Somehow I thought going back to school AND starting an adoption were great things to start at the same time!  Ain't I smart?

Life right now is very compartmentalized.  I have three compartments, school, adoption, partner.  Sadly school is taking up more but that is because I start tomorrow.  Reading through the syllabus for each class is giving me a headache of epic proportions.  I am struggling to understand why I am paying for parking passes and going to school if everything is done online.  And I have to buy a clicker, which is going to be an interesting new experience for me.  I don't even know what that thing is, let alone how to use one!

Outside of that we submitted our application for the new placing agency.  In the course of 3 hours I received an email for an intro phone call and got a phone call asking if I received that email.  I love their enthusiasm, but at the same time, holy cow give me time!  My Partner works and is apparently very busy today because he hasn't even read the email yet.  Give me a few minutes to get shit together.  That said, I am excited with how much enthusiasm they have because that means good things can happen for us... hopefully. 

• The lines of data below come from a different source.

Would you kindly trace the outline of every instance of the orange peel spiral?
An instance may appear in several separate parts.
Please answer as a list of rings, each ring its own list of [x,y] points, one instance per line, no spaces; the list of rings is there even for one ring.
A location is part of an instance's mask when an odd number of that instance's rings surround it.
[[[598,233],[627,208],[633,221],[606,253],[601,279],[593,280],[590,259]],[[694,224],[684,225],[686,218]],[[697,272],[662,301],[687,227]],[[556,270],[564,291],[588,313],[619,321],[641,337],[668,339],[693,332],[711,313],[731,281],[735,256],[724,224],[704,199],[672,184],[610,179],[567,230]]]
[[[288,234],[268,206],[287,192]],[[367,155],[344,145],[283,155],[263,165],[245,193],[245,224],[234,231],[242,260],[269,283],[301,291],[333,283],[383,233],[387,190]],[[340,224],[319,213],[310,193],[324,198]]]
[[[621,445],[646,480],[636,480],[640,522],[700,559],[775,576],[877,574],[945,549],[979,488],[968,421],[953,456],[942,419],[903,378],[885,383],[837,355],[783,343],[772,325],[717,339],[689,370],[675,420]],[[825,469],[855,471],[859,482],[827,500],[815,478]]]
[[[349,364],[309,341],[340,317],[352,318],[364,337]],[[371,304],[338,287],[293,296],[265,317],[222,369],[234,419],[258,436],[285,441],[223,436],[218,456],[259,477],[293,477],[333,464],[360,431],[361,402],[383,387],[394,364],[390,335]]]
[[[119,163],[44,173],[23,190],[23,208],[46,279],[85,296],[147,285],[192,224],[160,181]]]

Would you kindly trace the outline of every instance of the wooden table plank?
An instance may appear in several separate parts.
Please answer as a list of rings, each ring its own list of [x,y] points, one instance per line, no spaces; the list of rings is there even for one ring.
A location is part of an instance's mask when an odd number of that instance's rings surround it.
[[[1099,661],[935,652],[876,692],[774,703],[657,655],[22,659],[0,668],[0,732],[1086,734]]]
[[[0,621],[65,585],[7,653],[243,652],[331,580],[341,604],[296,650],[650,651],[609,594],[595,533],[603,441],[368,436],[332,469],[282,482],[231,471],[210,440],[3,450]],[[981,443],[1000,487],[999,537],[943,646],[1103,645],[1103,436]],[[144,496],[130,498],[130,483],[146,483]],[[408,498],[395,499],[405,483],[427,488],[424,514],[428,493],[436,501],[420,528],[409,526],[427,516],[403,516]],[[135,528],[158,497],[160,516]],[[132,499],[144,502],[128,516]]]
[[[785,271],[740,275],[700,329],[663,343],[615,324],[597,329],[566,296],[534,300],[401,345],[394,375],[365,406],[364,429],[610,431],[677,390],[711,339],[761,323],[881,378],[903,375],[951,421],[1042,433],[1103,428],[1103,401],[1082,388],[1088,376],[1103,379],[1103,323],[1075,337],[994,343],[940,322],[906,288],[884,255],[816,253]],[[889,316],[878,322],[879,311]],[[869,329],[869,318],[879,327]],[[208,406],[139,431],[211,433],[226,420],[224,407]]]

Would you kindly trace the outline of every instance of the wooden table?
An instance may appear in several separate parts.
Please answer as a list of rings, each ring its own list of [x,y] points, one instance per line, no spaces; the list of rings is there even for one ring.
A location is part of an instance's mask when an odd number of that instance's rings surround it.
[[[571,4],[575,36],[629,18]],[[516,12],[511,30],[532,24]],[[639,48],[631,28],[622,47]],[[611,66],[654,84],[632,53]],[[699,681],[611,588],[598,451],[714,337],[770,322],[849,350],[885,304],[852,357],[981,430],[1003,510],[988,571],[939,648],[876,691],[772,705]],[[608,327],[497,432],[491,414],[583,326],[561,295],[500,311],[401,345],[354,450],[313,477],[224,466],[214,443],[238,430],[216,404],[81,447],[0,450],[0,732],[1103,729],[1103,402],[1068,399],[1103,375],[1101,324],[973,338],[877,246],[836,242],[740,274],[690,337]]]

My third compartment, the partner, is sadly lacking right now.  Hopefully after this week it will calm down again, but it sucks to not feel like you are connecting simply because there isn't enough hours in the day.  We usually lay in bed before falling asleep and just spend time talking and connecting, but this last week that just hasn't happened.  We lay down and both fall asleep pretty instantly.  Hopefully once all the new wears off from the year we will be able to go back to sharing our thoughts at night.  It really is the highlight of my day and the perfect way to send off to dream land.  I really do miss that time together.  As a trade off though, we have been getting up a bit earlier than normal and doing morning yoga together.  That is nice. 

It is amazing how each season of life works out.  I feel like I am as busy as I have ever been, yet I also feel like I am getting nothing done.  Isn't that amazing?  I run around all day and feel like I've accomplished nothing.  Chipping away at my to do list, however, lets me know that I am really doing something.  And I like doing something.